Никакого прямого отношения все это не имело к тому, что случилось с Петром Викторовичем во время пикника, а вот представлялось так навязчиво, как будто имело отношение. Петр Викторович понимал, что из-за Сухова, из-за его кобылы, но ведь не станешь же к самородку приплетать суховскую кобылу. По мнению всех ребят, она была очень похожа на самого Сухова, а Сухов на свою фамилию. Щуплый, серо-седенький, с блеклыми глазами, очень скучный. И кобыла была скучная, грязно-белого цвета, костлявая, с выпирающим хребтом, - Петр Викторович только один раз попробовал на ней прокатиться верхом и только по двору конюшни, а ссадины получились посолидней обычных вечерних, и Петру Викторовичу пришлось на несколько дней отказаться от поездок в ночное.
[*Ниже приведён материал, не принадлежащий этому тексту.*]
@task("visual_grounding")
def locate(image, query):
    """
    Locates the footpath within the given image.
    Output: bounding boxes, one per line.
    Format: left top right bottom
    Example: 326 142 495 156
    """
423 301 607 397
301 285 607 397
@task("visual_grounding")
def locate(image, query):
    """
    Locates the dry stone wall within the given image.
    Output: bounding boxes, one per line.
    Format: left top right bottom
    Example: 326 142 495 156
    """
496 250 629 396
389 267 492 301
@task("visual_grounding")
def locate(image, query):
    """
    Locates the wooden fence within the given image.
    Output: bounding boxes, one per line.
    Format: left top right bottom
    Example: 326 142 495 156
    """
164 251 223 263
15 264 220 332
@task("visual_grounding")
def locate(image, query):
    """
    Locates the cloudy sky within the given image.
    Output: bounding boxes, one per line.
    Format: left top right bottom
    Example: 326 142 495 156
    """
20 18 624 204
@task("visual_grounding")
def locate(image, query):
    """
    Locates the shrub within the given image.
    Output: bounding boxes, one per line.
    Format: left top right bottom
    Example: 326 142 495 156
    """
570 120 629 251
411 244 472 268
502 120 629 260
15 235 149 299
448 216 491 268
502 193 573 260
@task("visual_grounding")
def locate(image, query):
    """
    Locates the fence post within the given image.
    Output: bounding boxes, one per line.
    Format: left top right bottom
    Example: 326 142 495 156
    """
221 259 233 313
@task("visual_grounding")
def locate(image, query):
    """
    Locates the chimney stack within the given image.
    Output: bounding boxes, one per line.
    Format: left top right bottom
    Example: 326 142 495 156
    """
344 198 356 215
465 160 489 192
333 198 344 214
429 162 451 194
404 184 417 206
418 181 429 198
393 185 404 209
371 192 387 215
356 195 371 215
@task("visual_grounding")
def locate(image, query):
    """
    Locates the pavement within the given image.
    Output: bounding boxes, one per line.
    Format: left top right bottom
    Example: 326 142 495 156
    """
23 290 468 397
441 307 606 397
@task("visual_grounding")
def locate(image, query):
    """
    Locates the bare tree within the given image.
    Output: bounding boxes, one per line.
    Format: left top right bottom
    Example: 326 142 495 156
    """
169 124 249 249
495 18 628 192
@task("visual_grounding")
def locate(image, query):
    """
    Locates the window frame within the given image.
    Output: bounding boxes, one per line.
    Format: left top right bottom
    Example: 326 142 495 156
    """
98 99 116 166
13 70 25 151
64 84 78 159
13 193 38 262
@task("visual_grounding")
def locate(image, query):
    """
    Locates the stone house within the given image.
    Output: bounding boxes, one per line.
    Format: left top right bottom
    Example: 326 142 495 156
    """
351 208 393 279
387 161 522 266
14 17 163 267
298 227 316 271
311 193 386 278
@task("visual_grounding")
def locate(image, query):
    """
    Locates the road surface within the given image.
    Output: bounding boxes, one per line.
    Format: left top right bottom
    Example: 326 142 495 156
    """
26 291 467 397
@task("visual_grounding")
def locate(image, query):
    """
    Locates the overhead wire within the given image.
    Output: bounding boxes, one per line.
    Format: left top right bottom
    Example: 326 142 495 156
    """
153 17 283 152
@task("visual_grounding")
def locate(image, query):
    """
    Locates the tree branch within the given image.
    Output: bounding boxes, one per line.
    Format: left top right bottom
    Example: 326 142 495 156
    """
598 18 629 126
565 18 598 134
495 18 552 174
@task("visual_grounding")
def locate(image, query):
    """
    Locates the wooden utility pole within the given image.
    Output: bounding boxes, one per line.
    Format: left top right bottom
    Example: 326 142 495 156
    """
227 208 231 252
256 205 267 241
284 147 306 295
Отличалась суховская кобыла и еще одной неприятной особенностью - она секлась. Гораздо чаще лошади засекаются - задевают на бегу копытом или подковой бабку другой ноги, с годами на месте засечки нарастает черная бородавка. Суховская же кобыла секлась - у нее трескалась кожа, и не в определенном месте, а где попало. Вдруг, непонятно почему, по шерсти у кобылы текла струйка крови, застывала, чернела, потом в другом месте вытекала струйка: щеголяла кобыла сплошь в черных потеках, которые облепляли черные мухи. Секется, однако, говорил Сухов. Отец же Петра Викторовича чуть не восторгался своим личным транспортом и любил вспоминать, что все не обратили внимания на Сухова с его кобылой, когда выбирали себе лошадей, а он вот выбрал и не прогадал, наоборот, теперь самый безотказный транспорт оказался у него.